Normativa e prassi

1 Luglio 2021

Superbonus in condominio “misto”, per la classe energetica parla l’Enea

Appurato che l’intervento di riqualificazione energetica interessa almeno il 25% della superficie disperdente lorda dell’intero edificio costituito da tre distinti volumi, costituiti sia da unità immobiliari residenziali sia dagli uffici di un istituto di credito, il condominio, che intende effettuare i lavori agevolabili solo su di una parte di esso, potrà verificare il miglioramento di minimo due classi energetiche leggendo il “Vademecum Ape convenzionale” dell’Enea.

Prima di arrivare a questa conclusione, messa nero su bianco nella risposta n. 453 del 1° luglio 2021, l’Agenzia delle entrate, per inquadrare al meglio la questione, richiamando la circolare n. 24/2020, precisa che, in caso di interventi realizzati sulle parti comuni di un edificio, il Superbonus (articolo n. 119, Dl “Rilancio”) spetta solo se le relative spese riguardano un immobile residenziale considerato nella sua interezza. In particolare, se la superficie complessiva delle unità immobiliari destinate a residenza ricomprese nell’edificio è superiore al 50%, è possibile ammettere alla detrazione anche il proprietario e il detentore di unità immobiliari non residenziali che sostengono le spese per le parti comuni. Quando, invece, tale percentuale risulta inferiore, è comunque ammessa la detrazione per le spese realizzate sulle parti comuni, ma soltanto da parte dei possessori o detentori di unità immobiliari destinate ad abitazione comprese nello stesso edificio, (“non residenziale nel suo complesso”).

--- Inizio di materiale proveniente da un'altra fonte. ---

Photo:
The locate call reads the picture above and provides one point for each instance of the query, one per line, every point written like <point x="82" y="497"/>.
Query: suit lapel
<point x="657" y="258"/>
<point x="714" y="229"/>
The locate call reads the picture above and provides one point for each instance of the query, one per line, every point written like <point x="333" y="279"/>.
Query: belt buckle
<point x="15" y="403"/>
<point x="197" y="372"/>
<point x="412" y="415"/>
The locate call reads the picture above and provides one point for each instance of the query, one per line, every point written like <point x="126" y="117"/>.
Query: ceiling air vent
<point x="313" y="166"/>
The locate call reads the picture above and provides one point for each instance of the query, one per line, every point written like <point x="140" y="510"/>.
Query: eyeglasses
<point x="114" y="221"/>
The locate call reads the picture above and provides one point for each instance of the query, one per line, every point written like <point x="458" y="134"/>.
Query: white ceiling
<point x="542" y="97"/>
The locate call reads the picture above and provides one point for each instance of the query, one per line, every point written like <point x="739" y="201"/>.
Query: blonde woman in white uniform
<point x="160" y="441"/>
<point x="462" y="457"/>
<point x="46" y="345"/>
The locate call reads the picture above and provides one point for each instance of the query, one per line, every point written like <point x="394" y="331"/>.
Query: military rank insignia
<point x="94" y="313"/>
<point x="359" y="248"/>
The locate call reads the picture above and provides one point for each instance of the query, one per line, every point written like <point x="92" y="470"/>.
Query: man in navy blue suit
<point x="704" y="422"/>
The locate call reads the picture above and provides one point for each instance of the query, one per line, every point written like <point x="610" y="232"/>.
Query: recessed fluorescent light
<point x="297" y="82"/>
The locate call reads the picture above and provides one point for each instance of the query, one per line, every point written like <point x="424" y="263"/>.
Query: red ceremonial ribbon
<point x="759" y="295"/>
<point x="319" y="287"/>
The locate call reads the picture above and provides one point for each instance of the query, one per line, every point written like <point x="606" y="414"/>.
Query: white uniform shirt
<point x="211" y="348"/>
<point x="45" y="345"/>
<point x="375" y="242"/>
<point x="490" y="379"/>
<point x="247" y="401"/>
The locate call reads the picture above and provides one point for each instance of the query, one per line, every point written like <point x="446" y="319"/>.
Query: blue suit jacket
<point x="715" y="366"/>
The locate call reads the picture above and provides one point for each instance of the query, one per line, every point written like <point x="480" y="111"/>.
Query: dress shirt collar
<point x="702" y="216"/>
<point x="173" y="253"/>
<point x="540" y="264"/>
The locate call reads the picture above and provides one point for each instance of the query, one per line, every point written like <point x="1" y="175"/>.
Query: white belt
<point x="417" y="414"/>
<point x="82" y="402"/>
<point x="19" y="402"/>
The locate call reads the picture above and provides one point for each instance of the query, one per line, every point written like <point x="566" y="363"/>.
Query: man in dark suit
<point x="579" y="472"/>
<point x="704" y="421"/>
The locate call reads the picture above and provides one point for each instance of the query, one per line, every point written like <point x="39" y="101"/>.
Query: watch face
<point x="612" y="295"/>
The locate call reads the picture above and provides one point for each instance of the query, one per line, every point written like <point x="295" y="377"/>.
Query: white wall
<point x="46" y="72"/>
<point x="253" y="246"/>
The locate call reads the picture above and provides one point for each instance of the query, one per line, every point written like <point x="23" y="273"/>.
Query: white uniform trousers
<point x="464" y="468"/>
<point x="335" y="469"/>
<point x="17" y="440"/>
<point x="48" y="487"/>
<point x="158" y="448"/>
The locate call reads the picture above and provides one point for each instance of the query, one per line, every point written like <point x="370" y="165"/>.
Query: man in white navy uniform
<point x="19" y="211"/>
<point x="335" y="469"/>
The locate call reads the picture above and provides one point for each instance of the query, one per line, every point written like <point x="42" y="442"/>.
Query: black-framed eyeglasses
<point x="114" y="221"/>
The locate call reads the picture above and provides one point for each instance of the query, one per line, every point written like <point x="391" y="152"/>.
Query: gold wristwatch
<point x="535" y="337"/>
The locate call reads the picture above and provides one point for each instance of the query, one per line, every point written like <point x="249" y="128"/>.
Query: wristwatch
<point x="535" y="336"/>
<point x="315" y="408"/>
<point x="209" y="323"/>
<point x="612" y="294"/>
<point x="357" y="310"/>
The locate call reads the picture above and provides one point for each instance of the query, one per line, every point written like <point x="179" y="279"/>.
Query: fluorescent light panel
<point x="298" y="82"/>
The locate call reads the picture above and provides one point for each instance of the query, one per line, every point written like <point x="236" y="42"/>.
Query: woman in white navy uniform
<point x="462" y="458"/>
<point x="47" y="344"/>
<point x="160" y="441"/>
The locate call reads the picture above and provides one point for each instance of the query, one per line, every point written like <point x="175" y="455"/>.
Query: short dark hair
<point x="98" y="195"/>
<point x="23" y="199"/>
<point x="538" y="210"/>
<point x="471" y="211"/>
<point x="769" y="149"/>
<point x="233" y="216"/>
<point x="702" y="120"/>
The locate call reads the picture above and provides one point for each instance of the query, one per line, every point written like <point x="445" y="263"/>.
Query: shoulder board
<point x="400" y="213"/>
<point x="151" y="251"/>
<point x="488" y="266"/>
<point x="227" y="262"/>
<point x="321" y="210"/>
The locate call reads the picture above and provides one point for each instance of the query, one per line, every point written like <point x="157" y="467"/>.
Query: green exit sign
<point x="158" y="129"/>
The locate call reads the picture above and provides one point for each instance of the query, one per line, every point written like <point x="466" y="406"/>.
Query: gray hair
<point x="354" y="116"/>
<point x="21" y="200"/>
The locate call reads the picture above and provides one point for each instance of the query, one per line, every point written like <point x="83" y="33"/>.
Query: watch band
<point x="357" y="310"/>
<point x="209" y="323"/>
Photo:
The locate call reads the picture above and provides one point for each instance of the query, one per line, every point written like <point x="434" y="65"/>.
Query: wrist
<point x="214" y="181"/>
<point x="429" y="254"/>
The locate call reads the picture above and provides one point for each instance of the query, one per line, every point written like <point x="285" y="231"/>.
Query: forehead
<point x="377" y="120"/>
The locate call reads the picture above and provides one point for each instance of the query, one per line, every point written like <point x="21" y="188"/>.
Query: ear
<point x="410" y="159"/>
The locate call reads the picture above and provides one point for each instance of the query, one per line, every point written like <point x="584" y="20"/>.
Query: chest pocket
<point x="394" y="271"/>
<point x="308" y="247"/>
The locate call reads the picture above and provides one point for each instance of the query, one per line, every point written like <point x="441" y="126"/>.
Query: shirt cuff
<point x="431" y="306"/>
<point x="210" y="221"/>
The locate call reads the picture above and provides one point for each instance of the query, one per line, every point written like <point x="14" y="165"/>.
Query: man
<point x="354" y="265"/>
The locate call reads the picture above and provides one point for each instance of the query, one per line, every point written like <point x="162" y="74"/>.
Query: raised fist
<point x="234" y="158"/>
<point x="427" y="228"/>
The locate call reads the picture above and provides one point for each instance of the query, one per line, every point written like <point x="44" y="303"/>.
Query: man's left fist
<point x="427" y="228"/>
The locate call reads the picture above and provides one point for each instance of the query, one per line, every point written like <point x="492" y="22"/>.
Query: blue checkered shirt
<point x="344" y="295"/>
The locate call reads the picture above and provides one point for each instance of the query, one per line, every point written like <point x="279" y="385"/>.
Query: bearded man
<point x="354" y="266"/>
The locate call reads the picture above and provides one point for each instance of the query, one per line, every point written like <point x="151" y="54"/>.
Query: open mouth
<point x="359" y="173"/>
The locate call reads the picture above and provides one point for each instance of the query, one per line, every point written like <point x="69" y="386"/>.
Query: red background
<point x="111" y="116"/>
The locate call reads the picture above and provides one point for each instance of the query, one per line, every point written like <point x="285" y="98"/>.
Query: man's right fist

Tanto premesso, alla specifica domanda posta dal condominio istante, su come verificare il conseguimento, con gli interventi realizzati, del miglioramento di due classi energetiche richiesto dalla norma per accedere all’agevolazione, l’Agenzia ricorda che lo stesso deve essere dimostrato con l’Attestato di prestazione energetica (Ape) convenzionale, rilasciato da un tecnico abilitato nella forma della dichiarazione asseverata. E, con riferimento alle modalità attraverso le quali determinare tale miglioramento, rinvia ai chiarimenti forniti dall’Enea nel “Vademecum Ape Convenzionale“.
In particolare, l’Ape convenzionale ha la finalità di dimostrare il miglioramento di due classi energetiche ai fini della richiesta di incentivi Superbonus e nell’ipotesi di edifici pluri-unità, contrariamente a quanto previsto per l’Ape tradizionale, l’Attestato deve essere redatto per l’intero edificio e non per la singola unità immobiliare, secondo le indicazioni contenute nel punto 12 dell’allegato A al decreto 6 agosto 2020 con i “requisiti Ecobonus“.
Nel dettaglio, però, è necessario distinguere i seguenti casi:
a) se l’incidenza residenziale è maggiore del 50% (riferita alla superficie catastale), si considerano nell’Ape convenzionale tutte le unità immobiliari, di qualsiasi destinazione d’uso, dotate di impianto di climatizzazione invernale e le unità immobiliari sprovviste di impianto di climatizzazione invernale nelle quali è legittimo installarlo.
b) se l’incidenza residenziale è minore o uguale al 50%, le unità immobiliari da considerare nell’Ape convenzionale sono solo quelle residenziali, comprese anche quelle sprovviste di impianto di climatizzazione invernale.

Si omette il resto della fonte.